Outside of the fact that the Corporation has once again refused to open up Harvard's governance to any non-council members, the most troubling aspect of this is that the council has agreed to the Corporation's strictures on the meeting. Instead of demanding that the Corporation allow a member of the open meeting petition drive to attend the meeting, the council has decided to meet with the Corporation on the Corporation's terms.

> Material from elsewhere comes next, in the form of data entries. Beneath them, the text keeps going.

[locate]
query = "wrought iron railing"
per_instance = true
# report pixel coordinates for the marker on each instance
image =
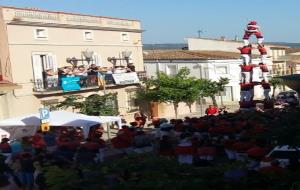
(92, 81)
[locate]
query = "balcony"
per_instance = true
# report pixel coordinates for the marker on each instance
(54, 85)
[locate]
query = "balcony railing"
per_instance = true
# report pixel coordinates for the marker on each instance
(54, 84)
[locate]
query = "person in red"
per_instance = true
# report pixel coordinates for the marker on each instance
(140, 118)
(90, 145)
(122, 141)
(273, 169)
(246, 91)
(228, 147)
(263, 52)
(246, 71)
(211, 110)
(4, 146)
(253, 28)
(246, 53)
(38, 142)
(267, 89)
(264, 70)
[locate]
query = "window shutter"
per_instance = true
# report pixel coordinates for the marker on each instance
(37, 70)
(52, 62)
(96, 60)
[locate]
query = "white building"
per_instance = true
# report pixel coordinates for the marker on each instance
(203, 64)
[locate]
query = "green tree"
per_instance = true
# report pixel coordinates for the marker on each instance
(170, 89)
(71, 101)
(209, 89)
(275, 82)
(192, 92)
(94, 105)
(97, 105)
(221, 86)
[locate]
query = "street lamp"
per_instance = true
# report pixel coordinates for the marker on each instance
(88, 56)
(125, 56)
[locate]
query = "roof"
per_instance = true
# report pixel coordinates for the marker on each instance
(189, 55)
(6, 85)
(273, 45)
(292, 50)
(62, 12)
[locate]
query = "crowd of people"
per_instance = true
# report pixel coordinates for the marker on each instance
(90, 72)
(202, 141)
(22, 160)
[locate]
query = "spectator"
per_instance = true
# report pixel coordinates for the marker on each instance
(211, 110)
(4, 146)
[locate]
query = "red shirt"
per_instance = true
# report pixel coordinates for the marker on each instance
(5, 147)
(256, 152)
(265, 85)
(262, 50)
(246, 68)
(264, 68)
(245, 50)
(91, 146)
(212, 110)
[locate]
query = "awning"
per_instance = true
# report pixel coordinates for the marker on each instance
(6, 85)
(27, 125)
(292, 81)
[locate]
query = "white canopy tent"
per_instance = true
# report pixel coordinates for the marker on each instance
(3, 134)
(28, 125)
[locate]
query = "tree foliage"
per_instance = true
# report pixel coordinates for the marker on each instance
(171, 89)
(275, 82)
(94, 105)
(97, 105)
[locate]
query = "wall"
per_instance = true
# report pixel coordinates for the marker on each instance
(208, 69)
(220, 45)
(62, 42)
(4, 52)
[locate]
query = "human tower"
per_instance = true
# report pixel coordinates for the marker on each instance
(247, 85)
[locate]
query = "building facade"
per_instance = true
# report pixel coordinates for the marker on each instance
(203, 65)
(34, 41)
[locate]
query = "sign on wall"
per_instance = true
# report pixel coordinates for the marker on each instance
(126, 78)
(70, 83)
(44, 115)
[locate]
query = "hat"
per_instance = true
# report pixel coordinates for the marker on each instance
(253, 23)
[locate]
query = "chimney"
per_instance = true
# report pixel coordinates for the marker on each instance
(236, 38)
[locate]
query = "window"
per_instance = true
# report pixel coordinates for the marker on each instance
(44, 71)
(88, 35)
(132, 103)
(124, 37)
(41, 33)
(171, 70)
(221, 70)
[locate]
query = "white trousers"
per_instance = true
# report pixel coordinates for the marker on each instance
(246, 77)
(246, 58)
(265, 76)
(266, 93)
(185, 159)
(246, 42)
(260, 40)
(263, 58)
(245, 96)
(231, 154)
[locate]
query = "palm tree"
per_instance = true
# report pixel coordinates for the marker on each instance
(275, 82)
(221, 86)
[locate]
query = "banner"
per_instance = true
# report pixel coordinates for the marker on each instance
(70, 83)
(126, 78)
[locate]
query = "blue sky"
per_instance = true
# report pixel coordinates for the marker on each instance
(170, 21)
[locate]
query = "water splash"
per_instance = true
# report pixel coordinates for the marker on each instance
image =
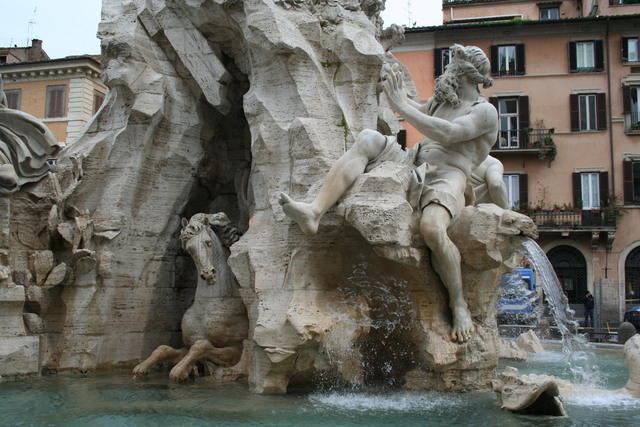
(576, 348)
(384, 402)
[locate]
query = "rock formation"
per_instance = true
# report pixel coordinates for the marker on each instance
(529, 394)
(221, 105)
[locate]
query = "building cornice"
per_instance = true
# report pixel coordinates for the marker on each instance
(516, 23)
(58, 68)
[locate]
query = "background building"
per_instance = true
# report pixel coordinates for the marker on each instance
(65, 93)
(567, 86)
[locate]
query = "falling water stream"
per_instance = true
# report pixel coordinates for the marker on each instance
(577, 350)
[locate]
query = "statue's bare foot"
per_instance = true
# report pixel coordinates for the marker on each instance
(301, 213)
(462, 324)
(141, 370)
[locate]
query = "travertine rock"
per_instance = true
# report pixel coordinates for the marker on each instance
(632, 357)
(220, 106)
(529, 394)
(19, 354)
(509, 349)
(529, 342)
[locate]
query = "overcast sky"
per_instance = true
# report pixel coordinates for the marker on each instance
(68, 27)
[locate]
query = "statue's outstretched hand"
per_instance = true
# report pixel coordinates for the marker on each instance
(393, 85)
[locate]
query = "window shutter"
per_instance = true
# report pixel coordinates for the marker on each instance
(627, 181)
(575, 114)
(573, 61)
(624, 48)
(577, 191)
(601, 106)
(604, 189)
(438, 61)
(520, 59)
(494, 60)
(599, 55)
(626, 99)
(524, 190)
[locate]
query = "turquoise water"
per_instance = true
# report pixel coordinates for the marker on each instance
(117, 400)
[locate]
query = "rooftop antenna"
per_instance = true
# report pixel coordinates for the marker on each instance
(30, 25)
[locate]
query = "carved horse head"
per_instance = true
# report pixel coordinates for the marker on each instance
(197, 237)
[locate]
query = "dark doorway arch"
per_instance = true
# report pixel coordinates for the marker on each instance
(571, 269)
(632, 276)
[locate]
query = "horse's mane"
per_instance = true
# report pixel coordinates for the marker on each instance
(227, 233)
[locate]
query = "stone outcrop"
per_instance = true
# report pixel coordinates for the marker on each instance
(221, 105)
(529, 394)
(529, 342)
(19, 353)
(632, 357)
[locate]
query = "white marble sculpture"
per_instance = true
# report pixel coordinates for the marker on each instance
(25, 146)
(461, 127)
(214, 327)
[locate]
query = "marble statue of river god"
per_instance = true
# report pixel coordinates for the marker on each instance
(461, 127)
(25, 146)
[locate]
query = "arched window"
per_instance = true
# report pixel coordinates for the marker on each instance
(571, 269)
(632, 276)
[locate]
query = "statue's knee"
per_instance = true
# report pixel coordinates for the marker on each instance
(432, 234)
(370, 143)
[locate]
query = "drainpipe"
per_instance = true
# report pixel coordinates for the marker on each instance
(610, 113)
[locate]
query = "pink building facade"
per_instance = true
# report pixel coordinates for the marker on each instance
(567, 90)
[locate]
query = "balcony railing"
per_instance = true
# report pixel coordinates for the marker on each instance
(524, 139)
(572, 219)
(632, 122)
(614, 2)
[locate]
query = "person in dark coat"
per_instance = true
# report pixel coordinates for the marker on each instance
(588, 309)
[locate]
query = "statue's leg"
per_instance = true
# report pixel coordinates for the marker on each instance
(341, 176)
(446, 261)
(203, 350)
(164, 353)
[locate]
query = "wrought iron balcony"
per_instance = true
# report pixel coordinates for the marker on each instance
(572, 219)
(526, 140)
(615, 2)
(632, 122)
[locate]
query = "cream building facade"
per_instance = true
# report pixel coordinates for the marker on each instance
(566, 86)
(65, 93)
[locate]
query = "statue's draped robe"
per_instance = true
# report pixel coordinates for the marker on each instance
(26, 144)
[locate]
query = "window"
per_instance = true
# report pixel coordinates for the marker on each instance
(547, 13)
(586, 56)
(588, 112)
(587, 108)
(630, 49)
(590, 190)
(631, 181)
(513, 113)
(631, 100)
(507, 60)
(56, 100)
(632, 276)
(14, 98)
(98, 99)
(571, 268)
(442, 59)
(508, 113)
(516, 190)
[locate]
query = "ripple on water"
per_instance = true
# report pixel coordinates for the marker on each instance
(367, 402)
(602, 399)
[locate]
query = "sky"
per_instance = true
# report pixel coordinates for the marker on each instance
(68, 27)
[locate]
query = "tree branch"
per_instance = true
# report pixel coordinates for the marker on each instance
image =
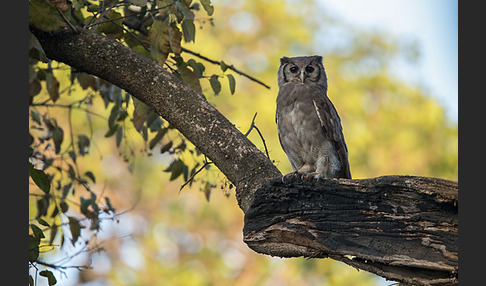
(237, 157)
(403, 228)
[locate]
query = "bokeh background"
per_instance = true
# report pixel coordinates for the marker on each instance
(392, 73)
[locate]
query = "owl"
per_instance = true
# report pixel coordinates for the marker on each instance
(309, 127)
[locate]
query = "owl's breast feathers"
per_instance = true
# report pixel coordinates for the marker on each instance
(305, 113)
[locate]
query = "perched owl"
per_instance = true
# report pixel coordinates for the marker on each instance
(309, 128)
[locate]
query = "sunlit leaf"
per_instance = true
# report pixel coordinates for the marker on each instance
(215, 84)
(175, 37)
(189, 77)
(112, 130)
(139, 114)
(182, 7)
(177, 168)
(42, 222)
(198, 68)
(38, 233)
(40, 179)
(119, 137)
(52, 85)
(50, 277)
(83, 144)
(159, 41)
(189, 31)
(160, 134)
(232, 83)
(52, 235)
(111, 28)
(90, 175)
(166, 147)
(57, 137)
(44, 16)
(139, 3)
(35, 49)
(223, 66)
(75, 228)
(207, 6)
(33, 248)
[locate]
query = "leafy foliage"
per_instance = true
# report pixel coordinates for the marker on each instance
(83, 128)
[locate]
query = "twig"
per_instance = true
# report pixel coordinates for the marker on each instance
(128, 16)
(67, 21)
(231, 67)
(215, 62)
(258, 130)
(193, 175)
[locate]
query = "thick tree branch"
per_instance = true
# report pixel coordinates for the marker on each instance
(403, 228)
(239, 159)
(400, 227)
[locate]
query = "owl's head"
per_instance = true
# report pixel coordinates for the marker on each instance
(302, 69)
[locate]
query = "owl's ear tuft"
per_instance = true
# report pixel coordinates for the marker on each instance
(317, 58)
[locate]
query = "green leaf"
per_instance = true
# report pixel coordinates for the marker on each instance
(182, 7)
(112, 130)
(52, 85)
(189, 77)
(35, 49)
(109, 28)
(166, 147)
(33, 248)
(75, 228)
(38, 233)
(157, 138)
(159, 41)
(177, 168)
(40, 179)
(223, 66)
(207, 6)
(57, 137)
(139, 3)
(35, 116)
(198, 68)
(139, 114)
(52, 235)
(50, 276)
(175, 37)
(188, 30)
(83, 144)
(42, 222)
(114, 114)
(215, 84)
(44, 16)
(232, 83)
(119, 137)
(90, 175)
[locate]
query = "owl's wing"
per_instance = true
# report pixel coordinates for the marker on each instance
(331, 125)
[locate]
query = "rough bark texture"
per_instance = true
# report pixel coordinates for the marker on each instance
(400, 227)
(403, 228)
(186, 110)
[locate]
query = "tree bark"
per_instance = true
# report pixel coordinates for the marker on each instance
(403, 228)
(185, 109)
(400, 227)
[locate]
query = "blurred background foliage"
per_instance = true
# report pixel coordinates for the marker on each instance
(149, 232)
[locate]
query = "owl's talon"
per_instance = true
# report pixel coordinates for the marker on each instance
(318, 177)
(291, 174)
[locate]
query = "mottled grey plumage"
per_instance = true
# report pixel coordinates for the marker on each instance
(309, 127)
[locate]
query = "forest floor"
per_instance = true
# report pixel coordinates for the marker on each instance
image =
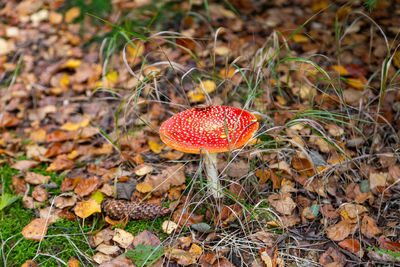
(85, 86)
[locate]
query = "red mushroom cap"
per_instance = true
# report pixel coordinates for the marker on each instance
(205, 128)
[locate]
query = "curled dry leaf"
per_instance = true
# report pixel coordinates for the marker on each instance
(35, 230)
(24, 165)
(284, 204)
(86, 208)
(339, 231)
(350, 244)
(186, 217)
(332, 257)
(65, 201)
(19, 185)
(61, 163)
(146, 238)
(369, 228)
(123, 238)
(36, 178)
(171, 176)
(210, 259)
(87, 186)
(39, 194)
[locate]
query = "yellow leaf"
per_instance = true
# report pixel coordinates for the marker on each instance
(70, 126)
(144, 188)
(86, 208)
(208, 85)
(357, 83)
(72, 14)
(155, 147)
(195, 96)
(64, 81)
(341, 70)
(36, 229)
(38, 136)
(300, 38)
(72, 63)
(98, 196)
(112, 76)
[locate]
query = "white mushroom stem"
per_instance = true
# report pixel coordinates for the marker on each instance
(212, 175)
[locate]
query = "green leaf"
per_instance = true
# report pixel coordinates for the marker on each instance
(145, 255)
(6, 200)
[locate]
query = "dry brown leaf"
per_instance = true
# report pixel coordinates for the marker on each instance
(143, 169)
(332, 257)
(186, 217)
(377, 180)
(84, 209)
(338, 231)
(24, 165)
(72, 14)
(73, 262)
(36, 178)
(171, 176)
(352, 245)
(369, 227)
(61, 163)
(123, 238)
(66, 201)
(284, 204)
(35, 230)
(39, 194)
(210, 259)
(86, 186)
(146, 238)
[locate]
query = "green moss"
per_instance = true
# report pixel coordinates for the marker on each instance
(63, 241)
(136, 227)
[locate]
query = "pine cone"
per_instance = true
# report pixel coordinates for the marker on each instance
(119, 209)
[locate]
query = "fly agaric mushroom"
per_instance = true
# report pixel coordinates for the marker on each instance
(213, 129)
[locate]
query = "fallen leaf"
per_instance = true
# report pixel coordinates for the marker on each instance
(143, 169)
(146, 238)
(269, 256)
(377, 180)
(171, 176)
(24, 165)
(19, 185)
(72, 14)
(338, 231)
(36, 178)
(36, 230)
(350, 244)
(108, 249)
(84, 209)
(39, 194)
(86, 186)
(65, 201)
(284, 204)
(186, 217)
(155, 146)
(123, 238)
(61, 163)
(332, 257)
(369, 228)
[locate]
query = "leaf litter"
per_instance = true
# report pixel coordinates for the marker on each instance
(325, 166)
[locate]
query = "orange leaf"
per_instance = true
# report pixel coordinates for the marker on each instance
(35, 230)
(350, 244)
(86, 208)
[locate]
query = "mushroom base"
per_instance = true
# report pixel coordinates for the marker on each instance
(212, 175)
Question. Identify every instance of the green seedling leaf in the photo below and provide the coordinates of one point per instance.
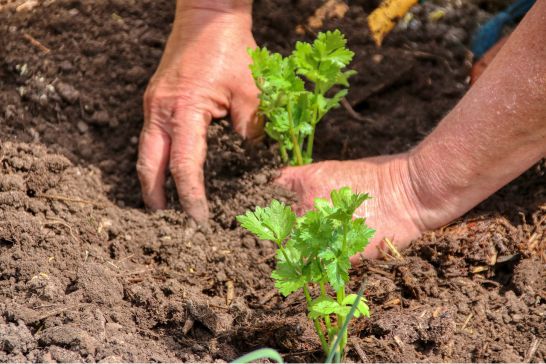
(288, 277)
(314, 250)
(271, 223)
(361, 308)
(323, 306)
(291, 109)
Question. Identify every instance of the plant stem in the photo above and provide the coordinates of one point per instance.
(327, 317)
(295, 141)
(310, 140)
(297, 151)
(314, 121)
(284, 155)
(318, 329)
(343, 328)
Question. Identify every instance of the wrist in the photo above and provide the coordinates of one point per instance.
(220, 6)
(198, 14)
(442, 189)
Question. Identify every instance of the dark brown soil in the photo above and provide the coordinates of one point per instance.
(86, 274)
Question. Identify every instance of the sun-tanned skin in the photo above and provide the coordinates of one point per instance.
(496, 132)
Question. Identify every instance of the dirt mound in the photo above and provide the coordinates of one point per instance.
(86, 274)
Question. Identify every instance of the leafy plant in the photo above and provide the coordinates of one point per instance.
(265, 353)
(291, 110)
(314, 251)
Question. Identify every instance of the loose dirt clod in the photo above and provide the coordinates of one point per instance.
(119, 284)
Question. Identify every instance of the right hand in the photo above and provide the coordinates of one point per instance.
(203, 74)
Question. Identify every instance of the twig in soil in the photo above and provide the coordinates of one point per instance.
(465, 323)
(393, 302)
(532, 350)
(381, 272)
(266, 258)
(62, 223)
(36, 43)
(67, 199)
(188, 325)
(393, 249)
(359, 351)
(355, 114)
(399, 342)
(135, 273)
(268, 297)
(230, 292)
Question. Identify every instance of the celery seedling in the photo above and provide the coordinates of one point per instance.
(314, 250)
(291, 110)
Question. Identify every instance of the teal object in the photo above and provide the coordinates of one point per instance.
(488, 34)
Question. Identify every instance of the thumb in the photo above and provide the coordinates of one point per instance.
(188, 153)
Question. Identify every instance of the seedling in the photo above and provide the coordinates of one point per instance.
(292, 111)
(314, 251)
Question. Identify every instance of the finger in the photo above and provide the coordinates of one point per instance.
(246, 119)
(153, 157)
(188, 153)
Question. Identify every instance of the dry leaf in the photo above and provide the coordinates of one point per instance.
(383, 19)
(330, 9)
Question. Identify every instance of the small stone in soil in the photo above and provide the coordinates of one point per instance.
(67, 92)
(100, 117)
(82, 127)
(260, 179)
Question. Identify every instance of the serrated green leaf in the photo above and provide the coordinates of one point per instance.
(362, 307)
(252, 222)
(337, 271)
(324, 306)
(346, 201)
(274, 222)
(288, 278)
(358, 236)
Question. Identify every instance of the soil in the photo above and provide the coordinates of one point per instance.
(86, 274)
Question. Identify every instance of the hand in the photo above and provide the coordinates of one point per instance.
(203, 74)
(394, 211)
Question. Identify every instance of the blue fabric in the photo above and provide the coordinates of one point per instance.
(488, 34)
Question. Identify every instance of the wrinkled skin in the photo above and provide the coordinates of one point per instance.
(494, 134)
(394, 210)
(203, 74)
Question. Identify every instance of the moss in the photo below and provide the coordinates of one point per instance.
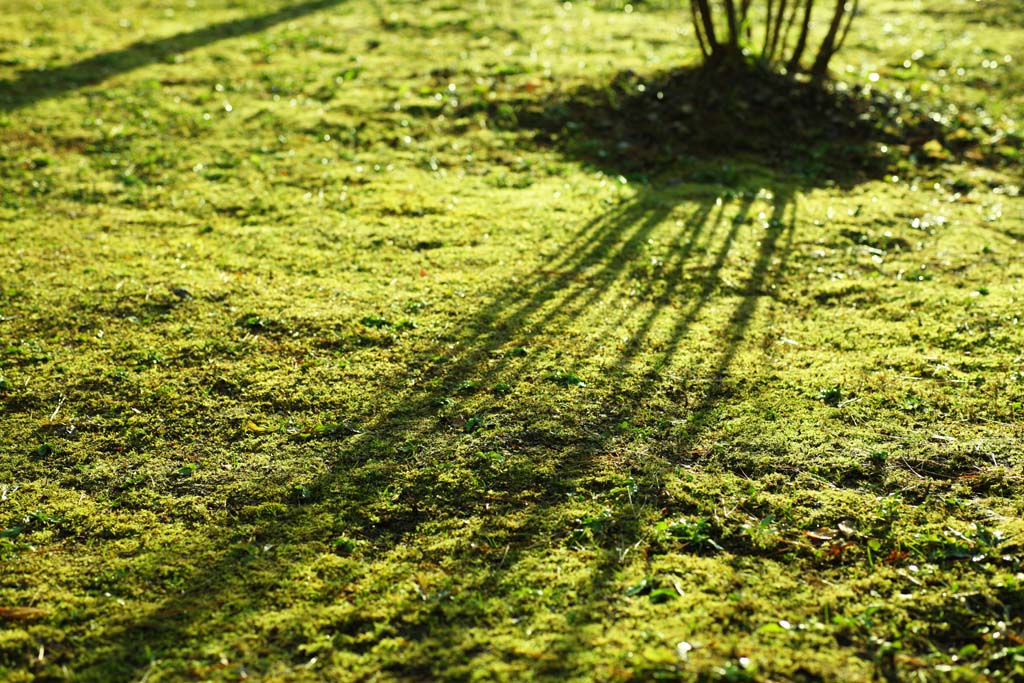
(334, 348)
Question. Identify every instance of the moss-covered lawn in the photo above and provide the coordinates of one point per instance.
(393, 341)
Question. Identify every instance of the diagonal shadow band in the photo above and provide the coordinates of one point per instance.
(595, 261)
(34, 86)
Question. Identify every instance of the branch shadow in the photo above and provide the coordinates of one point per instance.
(378, 478)
(34, 86)
(676, 122)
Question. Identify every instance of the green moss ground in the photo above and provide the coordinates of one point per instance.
(324, 358)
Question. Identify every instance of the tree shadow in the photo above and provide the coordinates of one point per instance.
(814, 134)
(384, 486)
(382, 459)
(33, 86)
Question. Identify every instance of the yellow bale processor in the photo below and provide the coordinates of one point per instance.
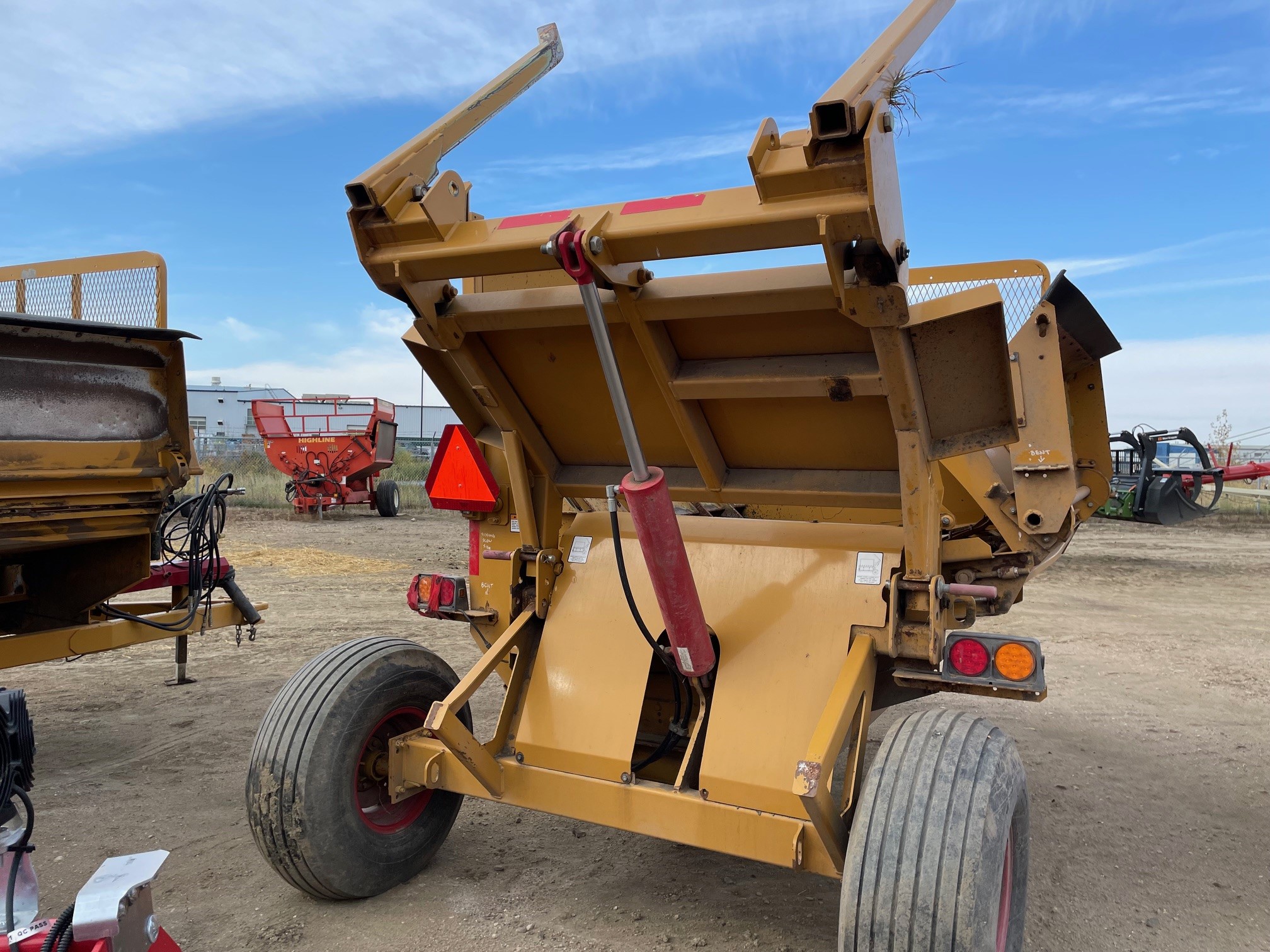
(94, 441)
(717, 523)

By moving to include Noah Berger '89, one of the leaders of last year's open meeting petition drive, in it s upcoming meeting with the Corporation, the council had ostensibly recognized that it no longer wanted to represent student concerns on such a divisive political issue. Now, in Berger's stead, the council will send council member Robert Weissman '88-'89 to the meeting. Weissman, who took a leave of absence last year to participate in Harvard Watch, a watchdog group sponsored by Ralph Nader, is as capable as anyone of explaining the need for an open meeting. But the council might not always be so lucky. The real problem with the council's meeting is not who is going, but that the council is going at all--and has chosen to bow to the Corporation's strictures on doing so.
BECAUSE in recent years the council has sought to avoid involvement in controversial political issues, limiting the meeting to council members has the effect of stifling undergraduate criticism of the Corporation and its policies. In its apolitical form, the council merely acts as a shield for the Corporation, keeping controversial issues out of the agenda and relegating them to student protests.
We deplore the council's decision to cave in to the Corporation's dictates, and believe it should have boycotted the meeting instead of agreeing to the governing body's restrictions. Since the council has already decided to attend today's meeting, we can only urge the council to keep its agenda focused on the issues of open governance, divestment, unionization, and other campus political issues.